Woman’s Place UK est une association bien décidée à défendre la cause des femmes. Le mot d’ordre de l’association Sex Matters, crée en 2022, est : « la négation du sexe ne passera pas ! » Ces associations n’acceptent pas qu’il y ait deux catégories des femmes – les cis et les trans – ou que la notion de sexe soit amenée à disparaître, comme au Canada où, depuis 2017, le sexe X est autorisé dans les documents officiels. Si les Britanniques furent les pionniers dans l’auto-identification, c’est le combat acharné des femmes qui a évité l’adoption de l’auto-déclaration. Les universitaires qui tiennent bon face aux injonctions wokes ont la vie dure. Ce fut le cas de Kathleen Stock, auteur de Material Girls en 2021, obligée de donner ses cours en ligne et dont le téléphone avait été équipé d’un bouton « panique ». Elle finit par démissionner pour rejoindre UATX à Austin. Son calvaire a suscité la création du Gender Critical Academy network.

Le principe de l’auto-identification est un désastre pour les femmes, dans les prisons, dans les refuges et dans les compétitions sportives, à une époque où l’on peut lire, sous la photographie d’un barbu, la légende suivante : « Cette femme est accusée d’avoir violé une jeune fille » ! Depuis le décret de Joe Biden interdisant les discriminations de genre, les transfemmes se sont multipliées dans les compétitions sportives. Le degré de « dinguerie » atteint sur la question trans est peut-être ce qui pourrait précipiter la chute du wokisme. 

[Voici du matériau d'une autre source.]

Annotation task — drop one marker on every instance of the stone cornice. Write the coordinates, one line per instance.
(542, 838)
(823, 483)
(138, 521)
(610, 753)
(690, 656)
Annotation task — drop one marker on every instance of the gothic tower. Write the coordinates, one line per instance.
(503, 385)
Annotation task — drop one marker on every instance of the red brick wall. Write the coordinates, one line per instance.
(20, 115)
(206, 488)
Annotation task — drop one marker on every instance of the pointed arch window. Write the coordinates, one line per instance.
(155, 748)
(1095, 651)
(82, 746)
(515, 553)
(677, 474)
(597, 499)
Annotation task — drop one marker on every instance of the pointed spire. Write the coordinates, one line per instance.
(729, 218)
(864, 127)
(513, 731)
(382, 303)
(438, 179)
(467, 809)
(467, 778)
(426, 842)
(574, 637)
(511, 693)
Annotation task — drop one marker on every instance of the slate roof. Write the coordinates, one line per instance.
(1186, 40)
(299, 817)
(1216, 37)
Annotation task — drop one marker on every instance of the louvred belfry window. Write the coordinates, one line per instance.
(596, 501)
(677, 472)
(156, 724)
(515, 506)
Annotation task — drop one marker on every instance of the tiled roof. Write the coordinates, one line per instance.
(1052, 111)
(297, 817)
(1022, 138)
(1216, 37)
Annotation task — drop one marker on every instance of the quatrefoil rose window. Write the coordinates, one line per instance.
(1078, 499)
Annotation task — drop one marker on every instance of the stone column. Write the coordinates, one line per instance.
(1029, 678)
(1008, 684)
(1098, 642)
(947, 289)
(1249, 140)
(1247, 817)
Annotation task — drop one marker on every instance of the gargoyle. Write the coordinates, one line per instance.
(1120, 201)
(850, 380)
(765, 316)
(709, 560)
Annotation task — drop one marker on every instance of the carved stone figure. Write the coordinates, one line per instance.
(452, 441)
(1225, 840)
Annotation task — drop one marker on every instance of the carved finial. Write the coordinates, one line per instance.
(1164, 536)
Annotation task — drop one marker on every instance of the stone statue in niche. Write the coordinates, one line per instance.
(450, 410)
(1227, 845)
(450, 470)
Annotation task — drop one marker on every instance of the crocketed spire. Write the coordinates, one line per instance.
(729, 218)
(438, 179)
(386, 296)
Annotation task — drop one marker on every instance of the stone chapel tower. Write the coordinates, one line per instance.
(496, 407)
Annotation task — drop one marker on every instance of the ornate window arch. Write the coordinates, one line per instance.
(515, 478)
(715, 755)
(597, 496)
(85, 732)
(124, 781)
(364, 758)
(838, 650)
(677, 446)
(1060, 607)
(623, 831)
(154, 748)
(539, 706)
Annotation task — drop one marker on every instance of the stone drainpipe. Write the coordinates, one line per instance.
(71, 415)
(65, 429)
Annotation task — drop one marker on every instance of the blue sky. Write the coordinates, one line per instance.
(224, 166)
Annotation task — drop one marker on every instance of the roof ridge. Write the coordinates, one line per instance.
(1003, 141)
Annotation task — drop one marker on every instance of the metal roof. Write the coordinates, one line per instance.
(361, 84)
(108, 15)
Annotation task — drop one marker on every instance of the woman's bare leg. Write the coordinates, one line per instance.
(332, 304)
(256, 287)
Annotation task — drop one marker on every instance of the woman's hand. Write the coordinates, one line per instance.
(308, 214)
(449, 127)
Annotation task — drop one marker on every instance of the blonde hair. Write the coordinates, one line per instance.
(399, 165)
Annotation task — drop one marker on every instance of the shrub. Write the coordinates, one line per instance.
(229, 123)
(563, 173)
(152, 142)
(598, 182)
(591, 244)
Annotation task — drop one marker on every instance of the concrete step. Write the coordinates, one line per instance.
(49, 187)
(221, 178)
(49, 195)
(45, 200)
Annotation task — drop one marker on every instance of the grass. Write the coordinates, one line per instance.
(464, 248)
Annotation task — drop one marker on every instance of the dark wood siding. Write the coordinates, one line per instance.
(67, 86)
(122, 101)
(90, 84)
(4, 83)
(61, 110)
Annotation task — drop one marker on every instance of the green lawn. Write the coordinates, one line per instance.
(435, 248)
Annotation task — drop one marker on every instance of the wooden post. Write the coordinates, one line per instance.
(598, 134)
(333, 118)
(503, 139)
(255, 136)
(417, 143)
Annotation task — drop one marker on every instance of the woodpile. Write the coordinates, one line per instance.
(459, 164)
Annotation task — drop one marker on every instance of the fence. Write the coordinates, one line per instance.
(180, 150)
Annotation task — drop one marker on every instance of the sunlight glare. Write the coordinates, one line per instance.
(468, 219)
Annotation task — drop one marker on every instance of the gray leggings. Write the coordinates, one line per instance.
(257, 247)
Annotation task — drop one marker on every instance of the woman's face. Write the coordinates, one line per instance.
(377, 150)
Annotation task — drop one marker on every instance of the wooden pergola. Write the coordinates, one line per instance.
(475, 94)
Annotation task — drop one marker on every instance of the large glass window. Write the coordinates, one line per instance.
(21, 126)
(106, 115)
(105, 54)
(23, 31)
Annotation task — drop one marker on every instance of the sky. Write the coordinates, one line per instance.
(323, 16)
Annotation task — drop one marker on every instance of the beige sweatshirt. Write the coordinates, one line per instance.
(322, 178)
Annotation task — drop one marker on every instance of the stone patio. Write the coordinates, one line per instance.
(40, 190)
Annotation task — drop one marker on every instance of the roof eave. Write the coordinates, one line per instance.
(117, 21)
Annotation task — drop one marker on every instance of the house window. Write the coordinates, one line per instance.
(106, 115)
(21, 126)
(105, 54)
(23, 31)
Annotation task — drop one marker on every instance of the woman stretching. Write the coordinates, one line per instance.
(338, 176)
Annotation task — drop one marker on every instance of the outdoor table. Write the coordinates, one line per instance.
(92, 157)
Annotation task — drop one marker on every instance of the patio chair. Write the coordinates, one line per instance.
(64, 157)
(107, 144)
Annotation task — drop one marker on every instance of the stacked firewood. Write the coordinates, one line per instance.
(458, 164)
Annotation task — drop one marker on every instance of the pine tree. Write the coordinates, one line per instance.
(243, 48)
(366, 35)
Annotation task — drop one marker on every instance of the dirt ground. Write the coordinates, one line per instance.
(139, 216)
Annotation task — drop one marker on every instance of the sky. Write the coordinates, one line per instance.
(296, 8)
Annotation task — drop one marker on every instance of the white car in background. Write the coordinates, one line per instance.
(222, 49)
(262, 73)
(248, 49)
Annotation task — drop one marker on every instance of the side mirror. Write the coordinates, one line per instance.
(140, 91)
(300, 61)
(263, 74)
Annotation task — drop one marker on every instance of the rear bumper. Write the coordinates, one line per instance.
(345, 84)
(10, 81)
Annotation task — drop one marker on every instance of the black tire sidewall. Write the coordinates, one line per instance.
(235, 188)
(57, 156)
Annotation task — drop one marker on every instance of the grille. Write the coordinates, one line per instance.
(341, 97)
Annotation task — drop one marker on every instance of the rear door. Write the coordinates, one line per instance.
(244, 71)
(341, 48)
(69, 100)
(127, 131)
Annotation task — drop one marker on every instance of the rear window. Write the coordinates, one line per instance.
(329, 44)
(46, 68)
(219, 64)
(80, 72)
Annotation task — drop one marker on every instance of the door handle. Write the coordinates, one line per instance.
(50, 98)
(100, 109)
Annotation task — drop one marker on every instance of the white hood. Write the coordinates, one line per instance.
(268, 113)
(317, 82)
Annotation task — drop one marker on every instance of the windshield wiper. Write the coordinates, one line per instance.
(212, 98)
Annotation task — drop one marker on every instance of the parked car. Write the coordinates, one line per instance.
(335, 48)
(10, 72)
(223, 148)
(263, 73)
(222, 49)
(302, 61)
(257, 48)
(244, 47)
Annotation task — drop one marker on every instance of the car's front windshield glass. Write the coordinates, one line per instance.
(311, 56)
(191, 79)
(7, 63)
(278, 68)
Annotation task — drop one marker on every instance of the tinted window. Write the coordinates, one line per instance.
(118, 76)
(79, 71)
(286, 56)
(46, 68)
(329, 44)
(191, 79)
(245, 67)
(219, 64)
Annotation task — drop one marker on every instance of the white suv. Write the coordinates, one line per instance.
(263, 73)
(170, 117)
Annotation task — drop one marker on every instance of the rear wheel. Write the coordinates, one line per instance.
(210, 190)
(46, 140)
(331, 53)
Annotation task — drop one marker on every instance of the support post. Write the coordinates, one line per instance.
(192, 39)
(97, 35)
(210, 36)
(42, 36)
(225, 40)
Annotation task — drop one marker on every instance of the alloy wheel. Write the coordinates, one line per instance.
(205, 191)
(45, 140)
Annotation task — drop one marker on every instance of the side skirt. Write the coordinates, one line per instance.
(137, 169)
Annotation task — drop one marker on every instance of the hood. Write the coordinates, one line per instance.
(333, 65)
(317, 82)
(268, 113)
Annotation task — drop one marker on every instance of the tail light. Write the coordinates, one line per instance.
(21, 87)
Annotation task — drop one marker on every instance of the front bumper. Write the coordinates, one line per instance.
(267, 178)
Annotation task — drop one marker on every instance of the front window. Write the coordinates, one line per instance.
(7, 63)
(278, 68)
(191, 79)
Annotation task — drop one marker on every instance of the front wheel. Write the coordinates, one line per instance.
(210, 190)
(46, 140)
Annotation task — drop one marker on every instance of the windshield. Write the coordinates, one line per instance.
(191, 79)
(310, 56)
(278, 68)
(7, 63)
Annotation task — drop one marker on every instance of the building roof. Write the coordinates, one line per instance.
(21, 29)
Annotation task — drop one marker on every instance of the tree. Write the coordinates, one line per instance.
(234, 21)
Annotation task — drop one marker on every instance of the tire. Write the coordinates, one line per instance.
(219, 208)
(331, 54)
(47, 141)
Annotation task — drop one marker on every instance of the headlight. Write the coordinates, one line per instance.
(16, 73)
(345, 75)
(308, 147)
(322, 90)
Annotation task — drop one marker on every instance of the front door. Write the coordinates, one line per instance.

La France pourrait s’inspirer des méthodes développées dans les pays anglo-saxons, très en avance dans leur contre-offensive, pour désintoxiquer leur pays du wokisme. Rien n’est gagné d’avance mais, si l’on en croit la théorie de Timur Kuran[4], une fois l’opinion publique alertée puis conquise, un groupe de pression peut difficilement se maintenir. Timur Kuran distingue les activistes, capables de mettre leur réputation en péril et attachés à l’honnêteté de l’expression personnelle, des suiveurs qui pensent secrètement comme les activistes mais attendent que le mouvement rencontre assez de succès pour se lancer[5]. Une fois que le dissident s’est révélé, il n’a guère d’autre choix que de continuer. Chaque victoire en prépare une autre, mais nombreux sont ceux qui restent au tapis. Les points faibles et contradictions théoriques du wokisme sont nombreux et sources d’opportunités. Ainsi, le ressenti serait déterminant dès qu’il s’agit de décaler le genre par rapport au sexe, mais pas en matière de racisme. Même le blanc qui pense ne pas être raciste est forcément l’hôte de ce mal invisible, mais qui structurerait la société tout entière. 

© Michèle Tribalat


Notes

[1] Pour en savoir plus sur ces non crime hate incidents voir l’encadré en fin du texte publié ici : https://micheletribalat.fr/435332557/451880969.

[2] Avertissement qu’un texte, une représentation, un discours… pourraient être traumatisant pour les âmes sensibles.

[3] La chirurgie propose même, en Californie, une annulation de genre qui transforme un homme en eunuque.

[4] Private Truth, Public lies, The social consequences of preference falsification, Harvard University Press, 1995. Voir ma note sur cet excellent livre : https://micheletribalat.fr/435379014/439783525

[5] Le New York Times semble ainsi avoir modéré son enthousiasme, cf. Christopher Rufo, https://rufo.substack.com/p/reshaping-the-narrative?utm_source=post-email-title&publication_id=1248321&post_id=136282987&isFreemail=true&utm_medium=email


© Michèle Tribalat

Michèle Tribalat est démographe. Elle a publié notamment Statistiques ethniques, une querelle bien française, L’Artilleur, en 2016, et « Immigration, idéologie et souci de la vérité », L’Artilleur, 2022.